Devon PerezFebruary 21, 2022 at 8:57 AM
Beautiful work! As a hairstylist for film, I find it wonderful to see this portrayed with such accuracy. I’m afraid I have 3 questions.
1. I have the recipe for Pomantum thanks to M. Lagros via “Fashions in Hair, The First Five Thousand Years” -Richard Corson. I would love to know what the powder is that was used in the hair.
2. Were there any female stylist to the ladies of the house in France in the 18th century? M. Lagros had a hair academy and taught people his hundreds of hair designs but was it solely to men?
3. Where do I find more original documents on hair history, besides your amazing book which is in the shopping cart as we speak!

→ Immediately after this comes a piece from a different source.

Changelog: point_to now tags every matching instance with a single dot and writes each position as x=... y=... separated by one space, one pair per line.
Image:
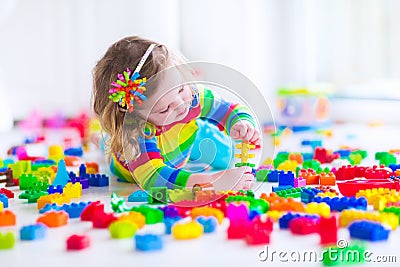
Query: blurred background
x=344 y=50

Thank you for your amazing blog!
Lauren @ American DuchessFebruary 23, 2022 at 11:33 AM
Thanks! You’ll find a couple recipes for hair powder in the book. 🙂 There were indeed women doing hair in 18th century France, but they were usually the ladies’ maids, not traveling hair stylists like Legros. There’s an interesting passage written by Leonard moaning about female hair stylists and how it should be just for me. So sexist! As for original resources, check out the bibliography/works cited in the back of the book – we list all our sources there and many of them are available on Google books or Archive.org, etc. Best of luck!